Resilient Queue Handlers

Posted on 14 March 2026 by Mirko Janssen 5 min

If you work in software development long enough and deal with larger software systems, you will sooner or later have to deal with event brokers, message queues, and things like that. A phenomenon you come across pretty quickly is that the queue handlers you write work wonderfully at first, almost like magic, until they suddenly turn into monsters and nothing seems to work anymore. All of a sudden something breaks in the middle, the incoming data no longer looks right, and so on...

The worst part is standing there with no information about why nothing seems to work anymore, and in the worst case watching other parts start throwing errors one after another.

Note: In the following I will talk about jobs and queue handlers, but you can apply all of this to events, messages, event brokers, message queues, and so on.

Those experiences quickly teach you the difference between a queue handler that runs and one that is resilient. Of course any worker can handle the happy path just fine, but anyone who has worked with distributed systems knows that unusual events are not the exception but the rule.

But how did I end up writing about this topic in the first place? Simple: I recently stumbled across Temporal and found the system genuinely interesting. Still, I figured that even if the tool makes it fairly easy to re-run jobs at their failure points, it is still very important to have a solid understanding of resilient handlers first.

Running vs. Resilient

So as I said, at some point when implementing queue handlers you have to think about what happens when something goes wrong in the middle. For example: an order was only half processed, the confirmation was sent but the database was not updated, an API request succeeded but the job then fails and goes back into the queue for a retry, and so on...

Then instinct kicks in and says "let's just try again". Understandable, and somehow the typical reaction of every developer :D, but when it comes to queues, that alone rarely leads to success. I have worked with quite a few different queues and in the end the problem was never the queue itself. No, everything stands or falls with the queue handlers.

Idempotency

The most important property a handler should have is idempotency. This strange-sounding word means that it should make no difference whether I run the handler once or twice. In theory I should be able to run it any number of times without the overall system having a problem with it. For example: when processing an order in an online shop, the customer should not have their account charged ten times and possibly receive eight shipments. Setting aside the fact that it would be nonsense to put all of that into a single queue handler, I think you get what I mean.

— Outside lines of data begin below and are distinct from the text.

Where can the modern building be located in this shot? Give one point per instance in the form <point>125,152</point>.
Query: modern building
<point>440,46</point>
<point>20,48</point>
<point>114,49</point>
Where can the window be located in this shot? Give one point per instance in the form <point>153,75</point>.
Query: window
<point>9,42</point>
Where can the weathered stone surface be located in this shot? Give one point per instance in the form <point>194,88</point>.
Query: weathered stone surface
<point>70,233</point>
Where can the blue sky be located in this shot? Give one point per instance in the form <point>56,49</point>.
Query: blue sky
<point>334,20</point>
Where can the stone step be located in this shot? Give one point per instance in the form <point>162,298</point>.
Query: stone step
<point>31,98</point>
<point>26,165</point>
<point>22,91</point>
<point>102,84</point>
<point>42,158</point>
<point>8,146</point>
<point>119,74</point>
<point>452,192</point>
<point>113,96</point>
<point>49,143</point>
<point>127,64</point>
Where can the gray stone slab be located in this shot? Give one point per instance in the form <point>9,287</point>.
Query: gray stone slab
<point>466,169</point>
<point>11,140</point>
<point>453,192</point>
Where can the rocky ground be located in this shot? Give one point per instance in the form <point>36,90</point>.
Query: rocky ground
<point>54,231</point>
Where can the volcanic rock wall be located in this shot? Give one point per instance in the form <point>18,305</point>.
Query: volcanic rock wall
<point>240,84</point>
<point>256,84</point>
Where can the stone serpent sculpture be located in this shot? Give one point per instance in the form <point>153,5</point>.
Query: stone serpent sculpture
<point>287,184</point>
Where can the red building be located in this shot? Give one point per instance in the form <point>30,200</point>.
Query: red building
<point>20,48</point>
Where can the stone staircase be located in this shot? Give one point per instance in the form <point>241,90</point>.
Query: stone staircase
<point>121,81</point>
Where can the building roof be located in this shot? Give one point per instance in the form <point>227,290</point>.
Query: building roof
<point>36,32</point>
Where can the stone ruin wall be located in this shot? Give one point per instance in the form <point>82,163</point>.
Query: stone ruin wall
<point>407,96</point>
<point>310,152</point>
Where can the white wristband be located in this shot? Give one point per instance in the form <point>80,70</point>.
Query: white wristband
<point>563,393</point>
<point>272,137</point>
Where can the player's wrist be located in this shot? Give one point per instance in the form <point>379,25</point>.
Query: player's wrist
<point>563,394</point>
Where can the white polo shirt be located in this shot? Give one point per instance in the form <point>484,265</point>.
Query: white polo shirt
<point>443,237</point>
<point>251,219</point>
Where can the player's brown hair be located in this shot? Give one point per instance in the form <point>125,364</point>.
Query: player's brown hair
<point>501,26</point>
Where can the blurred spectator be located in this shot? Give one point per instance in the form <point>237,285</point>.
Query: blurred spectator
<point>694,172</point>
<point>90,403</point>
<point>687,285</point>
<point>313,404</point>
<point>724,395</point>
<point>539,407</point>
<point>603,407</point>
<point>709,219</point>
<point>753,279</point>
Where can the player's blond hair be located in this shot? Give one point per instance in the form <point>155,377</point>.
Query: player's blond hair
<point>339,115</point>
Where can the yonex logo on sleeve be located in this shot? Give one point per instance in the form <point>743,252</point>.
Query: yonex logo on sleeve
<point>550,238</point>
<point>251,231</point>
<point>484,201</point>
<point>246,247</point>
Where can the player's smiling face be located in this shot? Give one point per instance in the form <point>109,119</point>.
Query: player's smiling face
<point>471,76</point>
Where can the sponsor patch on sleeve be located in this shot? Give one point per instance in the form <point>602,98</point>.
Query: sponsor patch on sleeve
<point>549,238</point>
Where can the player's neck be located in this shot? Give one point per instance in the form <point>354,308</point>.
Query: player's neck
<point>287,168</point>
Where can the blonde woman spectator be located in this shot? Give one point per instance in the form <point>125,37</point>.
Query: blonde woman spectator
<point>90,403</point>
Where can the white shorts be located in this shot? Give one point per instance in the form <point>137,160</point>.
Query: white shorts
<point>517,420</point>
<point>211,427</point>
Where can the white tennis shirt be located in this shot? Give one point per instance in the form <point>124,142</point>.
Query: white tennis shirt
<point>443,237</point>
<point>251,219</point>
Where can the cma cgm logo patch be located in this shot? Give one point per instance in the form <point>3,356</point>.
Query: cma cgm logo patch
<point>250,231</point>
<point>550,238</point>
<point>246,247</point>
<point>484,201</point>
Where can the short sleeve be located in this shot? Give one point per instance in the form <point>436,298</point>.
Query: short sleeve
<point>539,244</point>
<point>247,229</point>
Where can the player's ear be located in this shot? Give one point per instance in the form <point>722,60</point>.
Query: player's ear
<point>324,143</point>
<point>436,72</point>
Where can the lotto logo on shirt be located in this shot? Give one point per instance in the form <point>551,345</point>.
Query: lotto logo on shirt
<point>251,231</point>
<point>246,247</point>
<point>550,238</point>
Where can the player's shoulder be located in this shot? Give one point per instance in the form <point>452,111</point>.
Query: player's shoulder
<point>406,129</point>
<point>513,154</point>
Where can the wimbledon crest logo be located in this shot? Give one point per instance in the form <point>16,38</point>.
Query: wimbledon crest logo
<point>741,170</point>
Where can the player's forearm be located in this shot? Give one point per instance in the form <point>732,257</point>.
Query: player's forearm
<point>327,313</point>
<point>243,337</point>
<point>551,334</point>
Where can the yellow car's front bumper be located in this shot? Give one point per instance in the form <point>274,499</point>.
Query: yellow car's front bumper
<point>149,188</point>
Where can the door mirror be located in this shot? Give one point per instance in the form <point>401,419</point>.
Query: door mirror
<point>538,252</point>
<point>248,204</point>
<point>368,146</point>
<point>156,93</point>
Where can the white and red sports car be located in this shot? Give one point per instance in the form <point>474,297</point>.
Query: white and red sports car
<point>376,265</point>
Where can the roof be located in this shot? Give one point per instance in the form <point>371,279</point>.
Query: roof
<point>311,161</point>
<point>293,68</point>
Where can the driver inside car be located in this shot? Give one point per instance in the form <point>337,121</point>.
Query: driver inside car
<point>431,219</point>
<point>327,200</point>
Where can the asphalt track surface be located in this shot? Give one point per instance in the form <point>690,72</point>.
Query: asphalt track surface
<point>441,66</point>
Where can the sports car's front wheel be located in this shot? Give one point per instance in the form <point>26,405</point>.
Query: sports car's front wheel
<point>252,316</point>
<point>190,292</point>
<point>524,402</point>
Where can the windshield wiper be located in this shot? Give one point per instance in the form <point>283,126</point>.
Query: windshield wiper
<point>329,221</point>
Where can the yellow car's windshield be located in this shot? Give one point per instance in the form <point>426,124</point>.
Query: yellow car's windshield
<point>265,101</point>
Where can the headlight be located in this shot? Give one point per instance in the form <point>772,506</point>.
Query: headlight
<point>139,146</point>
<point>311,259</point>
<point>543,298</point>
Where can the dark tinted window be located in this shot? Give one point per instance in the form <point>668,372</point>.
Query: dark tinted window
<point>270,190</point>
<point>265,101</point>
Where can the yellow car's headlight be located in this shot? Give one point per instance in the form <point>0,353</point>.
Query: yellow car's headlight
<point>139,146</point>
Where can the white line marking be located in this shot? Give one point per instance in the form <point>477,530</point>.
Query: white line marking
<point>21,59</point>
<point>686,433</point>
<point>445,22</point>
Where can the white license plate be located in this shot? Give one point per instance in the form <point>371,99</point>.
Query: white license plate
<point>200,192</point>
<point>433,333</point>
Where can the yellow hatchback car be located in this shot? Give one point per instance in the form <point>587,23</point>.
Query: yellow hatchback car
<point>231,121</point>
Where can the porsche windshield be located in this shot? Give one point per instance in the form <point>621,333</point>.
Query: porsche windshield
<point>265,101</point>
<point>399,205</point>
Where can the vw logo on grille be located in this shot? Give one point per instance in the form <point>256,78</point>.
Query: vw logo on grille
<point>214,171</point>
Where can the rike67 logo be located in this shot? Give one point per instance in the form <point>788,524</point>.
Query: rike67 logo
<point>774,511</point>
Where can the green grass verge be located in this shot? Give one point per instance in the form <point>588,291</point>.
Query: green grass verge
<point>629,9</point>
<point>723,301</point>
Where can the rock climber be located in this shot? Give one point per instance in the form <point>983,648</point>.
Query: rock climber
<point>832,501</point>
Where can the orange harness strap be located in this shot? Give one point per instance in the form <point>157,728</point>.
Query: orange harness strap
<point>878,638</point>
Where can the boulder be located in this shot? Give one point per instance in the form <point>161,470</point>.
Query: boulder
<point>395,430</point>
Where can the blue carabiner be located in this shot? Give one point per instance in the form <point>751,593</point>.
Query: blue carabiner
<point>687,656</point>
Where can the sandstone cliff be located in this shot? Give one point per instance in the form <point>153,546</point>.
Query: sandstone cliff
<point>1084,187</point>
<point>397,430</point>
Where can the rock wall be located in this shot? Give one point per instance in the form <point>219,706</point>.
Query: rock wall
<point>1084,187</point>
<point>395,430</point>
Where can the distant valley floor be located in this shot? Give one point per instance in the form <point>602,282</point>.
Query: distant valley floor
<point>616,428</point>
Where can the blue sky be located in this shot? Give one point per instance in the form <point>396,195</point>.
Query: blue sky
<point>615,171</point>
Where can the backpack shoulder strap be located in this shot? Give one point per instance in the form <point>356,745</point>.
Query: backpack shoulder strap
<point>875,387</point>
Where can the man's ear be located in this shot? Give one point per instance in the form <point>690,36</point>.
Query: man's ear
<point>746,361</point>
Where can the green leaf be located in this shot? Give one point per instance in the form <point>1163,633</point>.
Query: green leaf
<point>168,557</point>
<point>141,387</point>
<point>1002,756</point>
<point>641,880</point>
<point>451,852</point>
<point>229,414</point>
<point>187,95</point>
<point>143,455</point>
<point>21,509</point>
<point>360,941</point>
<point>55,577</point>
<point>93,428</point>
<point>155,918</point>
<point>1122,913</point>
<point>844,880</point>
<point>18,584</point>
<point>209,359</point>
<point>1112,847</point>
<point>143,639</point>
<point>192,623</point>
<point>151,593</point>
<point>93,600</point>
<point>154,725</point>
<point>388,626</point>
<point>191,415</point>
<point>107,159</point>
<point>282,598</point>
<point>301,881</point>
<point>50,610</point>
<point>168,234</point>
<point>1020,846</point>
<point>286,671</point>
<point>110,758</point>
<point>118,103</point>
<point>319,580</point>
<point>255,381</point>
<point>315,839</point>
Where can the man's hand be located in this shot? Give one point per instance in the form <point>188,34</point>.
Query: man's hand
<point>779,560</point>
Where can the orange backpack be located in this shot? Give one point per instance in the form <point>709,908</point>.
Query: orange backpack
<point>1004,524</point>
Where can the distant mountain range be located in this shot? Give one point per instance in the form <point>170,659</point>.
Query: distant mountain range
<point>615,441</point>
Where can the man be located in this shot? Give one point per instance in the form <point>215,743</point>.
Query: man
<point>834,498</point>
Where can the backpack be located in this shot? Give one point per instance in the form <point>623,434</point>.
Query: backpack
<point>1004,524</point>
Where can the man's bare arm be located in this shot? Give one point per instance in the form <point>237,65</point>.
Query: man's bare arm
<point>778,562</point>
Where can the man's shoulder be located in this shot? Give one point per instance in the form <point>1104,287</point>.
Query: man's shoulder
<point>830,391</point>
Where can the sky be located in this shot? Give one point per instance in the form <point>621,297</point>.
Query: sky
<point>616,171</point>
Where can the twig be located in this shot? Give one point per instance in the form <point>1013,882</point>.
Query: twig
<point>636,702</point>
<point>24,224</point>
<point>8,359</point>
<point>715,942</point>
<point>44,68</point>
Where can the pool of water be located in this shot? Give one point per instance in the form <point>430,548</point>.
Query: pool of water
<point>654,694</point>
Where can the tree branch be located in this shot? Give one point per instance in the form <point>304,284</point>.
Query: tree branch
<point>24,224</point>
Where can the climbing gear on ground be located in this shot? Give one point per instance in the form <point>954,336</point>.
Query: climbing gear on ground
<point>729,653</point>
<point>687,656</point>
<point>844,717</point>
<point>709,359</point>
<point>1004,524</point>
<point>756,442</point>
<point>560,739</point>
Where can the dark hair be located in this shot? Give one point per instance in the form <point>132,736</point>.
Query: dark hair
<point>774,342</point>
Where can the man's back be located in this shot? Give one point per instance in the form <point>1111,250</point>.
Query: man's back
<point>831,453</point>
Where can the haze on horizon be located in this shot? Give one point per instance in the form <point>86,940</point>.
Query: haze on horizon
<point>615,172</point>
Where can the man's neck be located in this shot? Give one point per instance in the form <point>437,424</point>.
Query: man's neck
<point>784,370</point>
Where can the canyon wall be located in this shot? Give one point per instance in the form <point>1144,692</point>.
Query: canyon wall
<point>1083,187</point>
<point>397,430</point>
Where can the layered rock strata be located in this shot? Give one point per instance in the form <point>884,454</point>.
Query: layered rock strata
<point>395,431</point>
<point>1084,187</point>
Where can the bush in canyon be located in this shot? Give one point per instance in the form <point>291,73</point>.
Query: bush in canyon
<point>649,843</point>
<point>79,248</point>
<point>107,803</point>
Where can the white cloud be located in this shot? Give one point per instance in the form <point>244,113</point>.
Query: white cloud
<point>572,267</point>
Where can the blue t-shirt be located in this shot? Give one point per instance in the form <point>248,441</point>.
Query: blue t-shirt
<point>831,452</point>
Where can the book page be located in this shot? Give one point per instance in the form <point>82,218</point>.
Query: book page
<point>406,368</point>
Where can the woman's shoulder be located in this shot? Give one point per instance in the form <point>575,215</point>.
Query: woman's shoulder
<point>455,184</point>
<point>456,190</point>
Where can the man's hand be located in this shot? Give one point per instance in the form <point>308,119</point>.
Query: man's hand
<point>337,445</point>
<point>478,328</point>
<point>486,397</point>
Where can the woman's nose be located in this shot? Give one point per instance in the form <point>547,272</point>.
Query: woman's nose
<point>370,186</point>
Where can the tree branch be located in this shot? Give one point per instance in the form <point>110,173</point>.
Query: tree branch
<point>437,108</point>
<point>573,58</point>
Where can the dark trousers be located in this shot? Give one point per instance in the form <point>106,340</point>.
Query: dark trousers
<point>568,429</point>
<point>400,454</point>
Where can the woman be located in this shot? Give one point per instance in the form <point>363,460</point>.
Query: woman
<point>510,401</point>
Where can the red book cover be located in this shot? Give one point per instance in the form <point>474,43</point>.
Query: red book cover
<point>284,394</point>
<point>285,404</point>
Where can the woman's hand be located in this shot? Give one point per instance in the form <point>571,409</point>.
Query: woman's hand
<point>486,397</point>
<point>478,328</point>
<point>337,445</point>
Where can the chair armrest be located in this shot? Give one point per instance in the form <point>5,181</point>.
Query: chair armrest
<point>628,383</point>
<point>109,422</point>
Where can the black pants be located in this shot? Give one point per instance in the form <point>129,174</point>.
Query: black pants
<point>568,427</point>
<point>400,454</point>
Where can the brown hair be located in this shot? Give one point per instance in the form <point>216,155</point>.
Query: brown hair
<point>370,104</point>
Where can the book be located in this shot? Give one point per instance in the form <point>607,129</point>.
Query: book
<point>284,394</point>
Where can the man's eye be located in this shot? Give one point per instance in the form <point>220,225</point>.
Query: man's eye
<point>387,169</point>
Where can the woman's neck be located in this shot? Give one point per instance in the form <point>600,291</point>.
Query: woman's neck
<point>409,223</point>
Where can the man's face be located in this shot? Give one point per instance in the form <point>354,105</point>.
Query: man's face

Making a handler idempotent might take a little practice at first, but it is actually quite straightforward. Reading data and returning it is relatively easy to repeat (though of course you should think about what happens if the data has changed in the meantime). For everything else, the key is to use database constraints or limit actions through conditional checks. You just go through the handler step by step and imagine it has already run successfully once.

Retry-Capable Queues

Tools like Kafka, BullMQ, RabbitMQ, and so on come with built-in support for retrying jobs. The important thing to keep in mind is that a broken job should not keep running in an endless loop, causing even more damage than it already does. That is what exponential backoff and a maximum attempt count are for, so that a job does not run forever.

A simple status field can save a lot of debugging

Status Tracking

From the time a job is created until it finishes processing, it goes through various statuses (pending, processing, completed, failed, ...). But that alone does not help at all when it comes to figuring out what went wrong and where. One thing that helps a lot is logging. Ideally you can see when processing started, when each step ran, and what kind of error a job failed with. Especially when you cannot just watch jobs being processed in real time, logs are the only way to understand what actually happened.

Dead Letter Queues

Finally we need to talk about dead letter queues. Some jobs you can retry as often as you like or adjust the handler, and they will still never complete successfully. Why? Because the data is corrupted, an underlying service is no longer reachable, or there is a deeper bug somewhere. The dead letter queue is exactly the place where those jobs end up. You could of course just delete and forget them, but that is generally the wrong approach. With a dead letter queue you can always go back and look more closely at the failed jobs and the handler, understand what is going wrong, and figure out how to get them to run after all. It is maybe not the most glamorous thing to set up, but it is the difference between "errors don't matter to us" and "we learn from our mistakes".

Lessons Learned

With the four concepts above you should be able to solve the large majority of problems when processing jobs. And building resilient handlers is not even that complicated, you just might not think about these things upfront. The really great thing is that none of this requires special tools or anything like that, it just takes a conscious approach during development, which probably does not hurt in other areas of software development either ;-).

There are also cases where tools like Temporal really do make a difference. If you have more complex workflows with many processing steps, long run times, or processes where you might need to undo steps at some point, then using such a tool makes a lot of sense. Still, it is important to understand these principles and build your handlers as resilient as possible.